En estos días en los que nos preguntamos cómo será el año escolar, el Gobierno ha divulgado un documento Conpes con la ‘Política nacional de lectura, escritura, oralidad y bibliotecas escolares’, en la que se invertirán 498.954 millones de pesos durante los próximos ocho años. Contar con un documento del Consejo Nacional de Política Económica y Social que organice acciones, recursos y compromisos intersectoriales para garantizar el pleno a la cultura oral y escrita, más allá de este cuatrienio, y hasta 2030, es una excelente noticia.
Así como aquel célebre Conpes titulado ‘Colombia por la primera infancia’ marcó el comienzo de una toma de conciencia sobre la importancia de la inversión en esa etapa crucial para el desarrollo, asumir ahora como una apuesta de Estado la formación de lectores es un asunto de supervivencia educativa y económica.
El bajo interés por la cultura oral y escrita que se menciona en el diagnóstico del Conpes es tristemente conocido y ha sido corroborado por los puntajes de las pruebas nacionales e internacionales de lectura durante muchos años. En eso, todos estamos de acuerdo; sin embargo, hay preguntas esenciales sobre el lugar real que se le asigna a la lectura en este país y en esta democracia que deberían preocuparnos más que los meros aspectos de infraestructura escolar y bibliotecaria.
Si los libros han sido objeto de tantas mutaciones y tantas inequidades, y si hoy se pueden guardar bibliotecas inmensas, portátiles y ubicuas entre el bolsillo, las ideas sobre lectura, educación y bibliotecas, con todos sus campos semánticos y en todos sus escenarios, requieren de una reflexión más sustentada sobre lo que significa hoy la formación de lectores y escritores.
En este país que parece cada vez menos dispuesto a debatir versiones distintas, en el que muchos ciudadanos y medios de comunicación han sido proscritos por el simple hecho de hacer lecturas críticas y en el que la cultura se está confundiendo con frases hechas sobre emprendimiento, en fondo naranja, parece un contrasentido pedir a las instituciones educativas, como si estuvieran en una burbuja, que tengan razones para creer en lo que hoy no tiene reconocimiento en la vida real de Colombia.

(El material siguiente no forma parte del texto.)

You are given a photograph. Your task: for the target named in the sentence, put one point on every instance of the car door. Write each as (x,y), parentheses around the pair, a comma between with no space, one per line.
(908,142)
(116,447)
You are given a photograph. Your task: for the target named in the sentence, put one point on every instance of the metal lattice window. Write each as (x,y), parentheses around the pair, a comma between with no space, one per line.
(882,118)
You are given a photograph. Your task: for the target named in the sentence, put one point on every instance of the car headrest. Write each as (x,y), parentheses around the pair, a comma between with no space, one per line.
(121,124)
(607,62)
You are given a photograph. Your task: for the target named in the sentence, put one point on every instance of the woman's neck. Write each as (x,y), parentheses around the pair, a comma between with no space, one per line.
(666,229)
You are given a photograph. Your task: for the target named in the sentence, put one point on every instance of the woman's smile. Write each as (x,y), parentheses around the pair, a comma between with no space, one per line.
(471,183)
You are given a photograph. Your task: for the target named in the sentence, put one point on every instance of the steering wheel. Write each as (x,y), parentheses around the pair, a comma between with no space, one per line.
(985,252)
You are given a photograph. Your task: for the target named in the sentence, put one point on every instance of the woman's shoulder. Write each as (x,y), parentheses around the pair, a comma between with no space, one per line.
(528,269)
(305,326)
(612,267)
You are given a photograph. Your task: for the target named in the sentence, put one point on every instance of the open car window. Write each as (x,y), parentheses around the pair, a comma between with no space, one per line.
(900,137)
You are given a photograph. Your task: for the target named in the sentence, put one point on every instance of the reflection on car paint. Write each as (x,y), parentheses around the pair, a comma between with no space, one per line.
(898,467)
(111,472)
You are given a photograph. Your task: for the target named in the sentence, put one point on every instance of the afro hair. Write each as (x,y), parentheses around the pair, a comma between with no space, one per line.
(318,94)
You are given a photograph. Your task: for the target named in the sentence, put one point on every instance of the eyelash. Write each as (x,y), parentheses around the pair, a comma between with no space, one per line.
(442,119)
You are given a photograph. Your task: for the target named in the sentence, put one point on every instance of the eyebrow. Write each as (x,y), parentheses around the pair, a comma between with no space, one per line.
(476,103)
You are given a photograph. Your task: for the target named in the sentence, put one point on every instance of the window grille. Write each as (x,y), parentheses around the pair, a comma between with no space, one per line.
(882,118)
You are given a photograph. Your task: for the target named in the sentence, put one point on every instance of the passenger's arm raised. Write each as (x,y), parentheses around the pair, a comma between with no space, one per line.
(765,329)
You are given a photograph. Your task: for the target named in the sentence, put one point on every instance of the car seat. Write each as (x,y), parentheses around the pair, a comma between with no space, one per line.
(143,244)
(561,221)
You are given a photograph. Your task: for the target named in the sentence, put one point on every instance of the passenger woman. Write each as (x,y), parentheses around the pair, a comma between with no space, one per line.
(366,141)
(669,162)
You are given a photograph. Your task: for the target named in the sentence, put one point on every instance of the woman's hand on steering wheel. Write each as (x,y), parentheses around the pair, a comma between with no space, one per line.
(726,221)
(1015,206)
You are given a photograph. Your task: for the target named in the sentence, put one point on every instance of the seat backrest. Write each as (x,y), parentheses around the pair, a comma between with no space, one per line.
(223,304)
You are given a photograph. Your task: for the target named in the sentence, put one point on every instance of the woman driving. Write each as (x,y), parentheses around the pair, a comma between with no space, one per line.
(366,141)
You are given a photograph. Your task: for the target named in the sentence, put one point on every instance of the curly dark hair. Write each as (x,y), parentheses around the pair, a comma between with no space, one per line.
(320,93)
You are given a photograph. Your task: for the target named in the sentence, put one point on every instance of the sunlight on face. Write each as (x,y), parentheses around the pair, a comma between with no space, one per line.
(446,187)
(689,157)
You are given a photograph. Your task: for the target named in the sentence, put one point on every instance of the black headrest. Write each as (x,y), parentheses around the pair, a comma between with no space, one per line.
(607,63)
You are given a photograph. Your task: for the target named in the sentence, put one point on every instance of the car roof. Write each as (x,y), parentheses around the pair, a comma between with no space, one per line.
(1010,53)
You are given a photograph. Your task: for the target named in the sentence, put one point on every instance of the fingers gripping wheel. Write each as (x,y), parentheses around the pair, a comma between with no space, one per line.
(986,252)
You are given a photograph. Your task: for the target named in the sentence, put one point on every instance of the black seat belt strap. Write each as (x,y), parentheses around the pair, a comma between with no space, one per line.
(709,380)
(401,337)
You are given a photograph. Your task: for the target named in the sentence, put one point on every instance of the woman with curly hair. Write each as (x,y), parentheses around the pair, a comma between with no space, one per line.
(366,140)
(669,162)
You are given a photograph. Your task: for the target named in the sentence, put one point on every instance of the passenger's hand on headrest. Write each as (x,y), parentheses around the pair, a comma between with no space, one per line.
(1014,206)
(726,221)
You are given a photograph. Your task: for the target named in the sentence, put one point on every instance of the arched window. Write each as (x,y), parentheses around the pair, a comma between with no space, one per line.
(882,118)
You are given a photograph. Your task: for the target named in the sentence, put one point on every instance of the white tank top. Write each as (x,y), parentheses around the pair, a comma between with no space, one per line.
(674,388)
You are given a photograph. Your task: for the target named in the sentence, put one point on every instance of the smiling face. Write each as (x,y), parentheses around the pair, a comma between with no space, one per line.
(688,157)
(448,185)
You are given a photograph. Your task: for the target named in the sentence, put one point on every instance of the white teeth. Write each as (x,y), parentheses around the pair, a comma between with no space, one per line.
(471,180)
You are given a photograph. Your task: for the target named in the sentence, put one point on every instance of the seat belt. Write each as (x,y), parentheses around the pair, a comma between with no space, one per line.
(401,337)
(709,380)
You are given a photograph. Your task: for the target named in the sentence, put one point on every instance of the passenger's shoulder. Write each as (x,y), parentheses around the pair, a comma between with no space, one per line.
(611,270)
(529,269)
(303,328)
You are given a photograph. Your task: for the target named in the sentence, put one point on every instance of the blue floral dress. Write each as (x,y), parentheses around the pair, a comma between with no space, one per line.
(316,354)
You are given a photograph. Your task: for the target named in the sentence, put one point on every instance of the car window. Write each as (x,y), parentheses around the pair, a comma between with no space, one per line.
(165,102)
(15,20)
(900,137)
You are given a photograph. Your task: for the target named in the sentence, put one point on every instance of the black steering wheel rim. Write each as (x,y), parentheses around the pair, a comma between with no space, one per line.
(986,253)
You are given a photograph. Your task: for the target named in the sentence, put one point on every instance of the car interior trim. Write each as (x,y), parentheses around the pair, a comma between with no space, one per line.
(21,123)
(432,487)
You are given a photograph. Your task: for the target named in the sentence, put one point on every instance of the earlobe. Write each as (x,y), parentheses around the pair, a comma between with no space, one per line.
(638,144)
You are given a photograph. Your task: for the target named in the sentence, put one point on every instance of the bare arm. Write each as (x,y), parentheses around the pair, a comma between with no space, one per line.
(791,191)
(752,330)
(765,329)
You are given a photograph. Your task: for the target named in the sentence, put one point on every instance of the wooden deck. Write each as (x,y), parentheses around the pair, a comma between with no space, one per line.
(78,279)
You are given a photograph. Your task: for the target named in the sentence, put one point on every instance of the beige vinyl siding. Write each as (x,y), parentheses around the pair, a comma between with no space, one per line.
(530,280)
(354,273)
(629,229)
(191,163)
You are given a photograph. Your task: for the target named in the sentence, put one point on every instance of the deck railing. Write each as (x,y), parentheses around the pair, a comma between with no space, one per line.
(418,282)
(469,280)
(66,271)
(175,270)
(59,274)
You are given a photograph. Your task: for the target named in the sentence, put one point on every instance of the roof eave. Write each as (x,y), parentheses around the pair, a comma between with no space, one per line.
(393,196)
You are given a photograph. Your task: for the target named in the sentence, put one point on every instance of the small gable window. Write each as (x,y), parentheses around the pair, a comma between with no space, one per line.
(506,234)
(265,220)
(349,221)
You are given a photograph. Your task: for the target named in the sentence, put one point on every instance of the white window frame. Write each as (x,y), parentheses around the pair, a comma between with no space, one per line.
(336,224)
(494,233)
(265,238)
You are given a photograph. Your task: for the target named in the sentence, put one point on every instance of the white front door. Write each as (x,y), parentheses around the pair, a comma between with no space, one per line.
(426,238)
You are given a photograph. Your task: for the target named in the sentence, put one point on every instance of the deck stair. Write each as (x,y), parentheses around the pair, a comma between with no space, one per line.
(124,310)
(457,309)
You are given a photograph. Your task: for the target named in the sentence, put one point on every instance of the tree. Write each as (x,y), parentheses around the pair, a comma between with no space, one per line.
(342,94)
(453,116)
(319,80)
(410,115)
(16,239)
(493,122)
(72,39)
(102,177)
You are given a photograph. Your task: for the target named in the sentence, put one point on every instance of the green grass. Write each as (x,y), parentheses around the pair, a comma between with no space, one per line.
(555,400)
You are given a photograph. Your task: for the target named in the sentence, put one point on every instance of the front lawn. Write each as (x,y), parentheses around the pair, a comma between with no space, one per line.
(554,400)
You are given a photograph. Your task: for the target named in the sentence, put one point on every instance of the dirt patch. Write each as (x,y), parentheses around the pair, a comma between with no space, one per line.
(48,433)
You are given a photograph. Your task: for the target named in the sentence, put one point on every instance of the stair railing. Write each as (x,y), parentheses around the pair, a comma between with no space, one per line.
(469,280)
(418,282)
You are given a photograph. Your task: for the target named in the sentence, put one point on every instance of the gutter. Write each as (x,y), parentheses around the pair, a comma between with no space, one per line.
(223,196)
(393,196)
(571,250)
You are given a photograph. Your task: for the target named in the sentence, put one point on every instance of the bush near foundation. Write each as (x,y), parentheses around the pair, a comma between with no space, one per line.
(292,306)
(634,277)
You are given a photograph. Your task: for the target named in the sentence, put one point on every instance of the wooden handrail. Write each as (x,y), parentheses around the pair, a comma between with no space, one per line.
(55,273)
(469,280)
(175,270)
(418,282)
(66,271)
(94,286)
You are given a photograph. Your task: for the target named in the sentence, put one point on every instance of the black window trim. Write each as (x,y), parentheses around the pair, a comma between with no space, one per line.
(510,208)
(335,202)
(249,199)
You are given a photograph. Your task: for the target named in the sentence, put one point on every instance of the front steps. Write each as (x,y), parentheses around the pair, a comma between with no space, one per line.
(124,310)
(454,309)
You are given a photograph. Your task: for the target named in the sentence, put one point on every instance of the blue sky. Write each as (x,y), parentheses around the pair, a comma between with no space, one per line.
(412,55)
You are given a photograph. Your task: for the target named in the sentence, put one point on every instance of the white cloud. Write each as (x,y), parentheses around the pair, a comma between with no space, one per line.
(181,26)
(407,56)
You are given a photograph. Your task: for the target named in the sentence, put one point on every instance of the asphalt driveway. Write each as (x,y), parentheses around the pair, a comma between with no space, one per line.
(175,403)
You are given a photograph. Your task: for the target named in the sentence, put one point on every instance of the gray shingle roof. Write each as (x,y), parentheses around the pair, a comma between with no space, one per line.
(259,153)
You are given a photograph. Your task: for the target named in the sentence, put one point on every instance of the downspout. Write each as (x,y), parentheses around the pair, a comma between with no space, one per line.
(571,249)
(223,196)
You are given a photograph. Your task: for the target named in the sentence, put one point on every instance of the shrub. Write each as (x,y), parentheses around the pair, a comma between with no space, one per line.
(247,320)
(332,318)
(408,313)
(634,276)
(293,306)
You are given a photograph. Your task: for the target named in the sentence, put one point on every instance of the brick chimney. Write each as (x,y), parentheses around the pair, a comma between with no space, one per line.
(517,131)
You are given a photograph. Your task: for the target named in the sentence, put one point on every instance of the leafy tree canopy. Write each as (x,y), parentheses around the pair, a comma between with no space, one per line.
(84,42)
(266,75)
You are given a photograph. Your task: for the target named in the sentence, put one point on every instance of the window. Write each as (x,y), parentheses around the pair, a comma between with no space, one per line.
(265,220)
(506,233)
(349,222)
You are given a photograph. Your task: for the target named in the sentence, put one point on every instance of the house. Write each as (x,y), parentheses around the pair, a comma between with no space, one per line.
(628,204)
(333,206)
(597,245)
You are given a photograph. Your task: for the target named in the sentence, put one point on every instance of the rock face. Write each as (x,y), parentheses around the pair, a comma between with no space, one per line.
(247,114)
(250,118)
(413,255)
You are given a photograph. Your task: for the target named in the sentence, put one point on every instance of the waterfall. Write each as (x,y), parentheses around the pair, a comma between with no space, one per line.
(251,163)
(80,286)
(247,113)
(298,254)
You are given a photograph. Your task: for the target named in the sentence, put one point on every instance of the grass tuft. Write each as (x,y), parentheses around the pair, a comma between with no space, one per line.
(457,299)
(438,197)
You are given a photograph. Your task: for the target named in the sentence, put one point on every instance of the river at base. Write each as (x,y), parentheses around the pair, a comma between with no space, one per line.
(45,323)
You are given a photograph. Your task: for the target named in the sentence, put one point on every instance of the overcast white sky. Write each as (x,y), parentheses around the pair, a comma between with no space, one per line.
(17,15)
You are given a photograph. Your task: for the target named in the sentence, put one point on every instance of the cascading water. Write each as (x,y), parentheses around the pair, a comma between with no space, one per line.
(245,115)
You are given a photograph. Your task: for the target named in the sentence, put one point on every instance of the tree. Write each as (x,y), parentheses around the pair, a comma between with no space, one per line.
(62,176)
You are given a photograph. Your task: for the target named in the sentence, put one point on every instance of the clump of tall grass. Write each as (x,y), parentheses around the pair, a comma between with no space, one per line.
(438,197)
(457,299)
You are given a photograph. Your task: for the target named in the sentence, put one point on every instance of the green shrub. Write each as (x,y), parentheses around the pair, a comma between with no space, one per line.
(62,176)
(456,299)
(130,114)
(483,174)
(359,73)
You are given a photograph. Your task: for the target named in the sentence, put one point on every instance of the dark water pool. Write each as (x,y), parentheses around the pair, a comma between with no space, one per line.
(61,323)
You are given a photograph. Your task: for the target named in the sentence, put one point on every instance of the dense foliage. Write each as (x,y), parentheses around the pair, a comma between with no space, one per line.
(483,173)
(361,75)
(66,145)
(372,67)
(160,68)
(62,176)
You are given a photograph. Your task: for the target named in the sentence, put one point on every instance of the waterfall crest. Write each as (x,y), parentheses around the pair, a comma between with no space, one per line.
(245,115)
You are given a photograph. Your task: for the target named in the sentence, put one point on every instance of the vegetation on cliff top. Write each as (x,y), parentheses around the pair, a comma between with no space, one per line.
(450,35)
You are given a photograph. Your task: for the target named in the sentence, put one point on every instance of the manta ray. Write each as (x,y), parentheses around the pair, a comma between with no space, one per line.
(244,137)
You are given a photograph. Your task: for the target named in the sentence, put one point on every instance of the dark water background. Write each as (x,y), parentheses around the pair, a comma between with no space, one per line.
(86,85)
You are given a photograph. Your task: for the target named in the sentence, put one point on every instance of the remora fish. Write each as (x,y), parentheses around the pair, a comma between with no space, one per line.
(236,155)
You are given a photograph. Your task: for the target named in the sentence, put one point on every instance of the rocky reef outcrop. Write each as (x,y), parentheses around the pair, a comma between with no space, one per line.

Quizás por poner el foco en las instituciones educativas, el documento Conpes olvida referirse al ecosistema cultural que le da contexto a la experiencia lectora y en el que se inserta la cadena del libro. La omisión en esta apuesta de las librerías, de los creadores y los artistas –incluso de los autores del documento–, de los editores y de tantas iniciativas culturales de encuentro con los libros que se han desarrollado desde hace muchos años en tantos lugares del país, muchas veces al margen de las ayudas gubernamentales, deja la política circunscrita a la educación oficial, y hoy tenemos claro que el al mundo simbólico es más complejo, más rico y diverso, y menos centralizado, y que todos los eslabones de la cadena necesitan apoyo para funcionar juntos.
Tal vez es esa desconexión con el ecosistema cultural y esa escisión entre la lectura escolarizada y tantas otras formas de leer, escribir, debatir y decir las que han hecho creer a muchas personas de este país, durante muchas generaciones, que la lectura no tiene mucho que ver con sus vidas ni con la oportunidad de descifrar e inventar una historia distinta.
Pensarla como un propósito nacional, colectivo y de largo plazo, supone también apostar por un trabajo de equipo, en diálogo permanente con todos los eslabones de la cadena y con todas las formas posibles, muchas aún no inventadas, de leer, escribir, expresarse, participar y tener una voz desde el comienzo y durante toda la vida.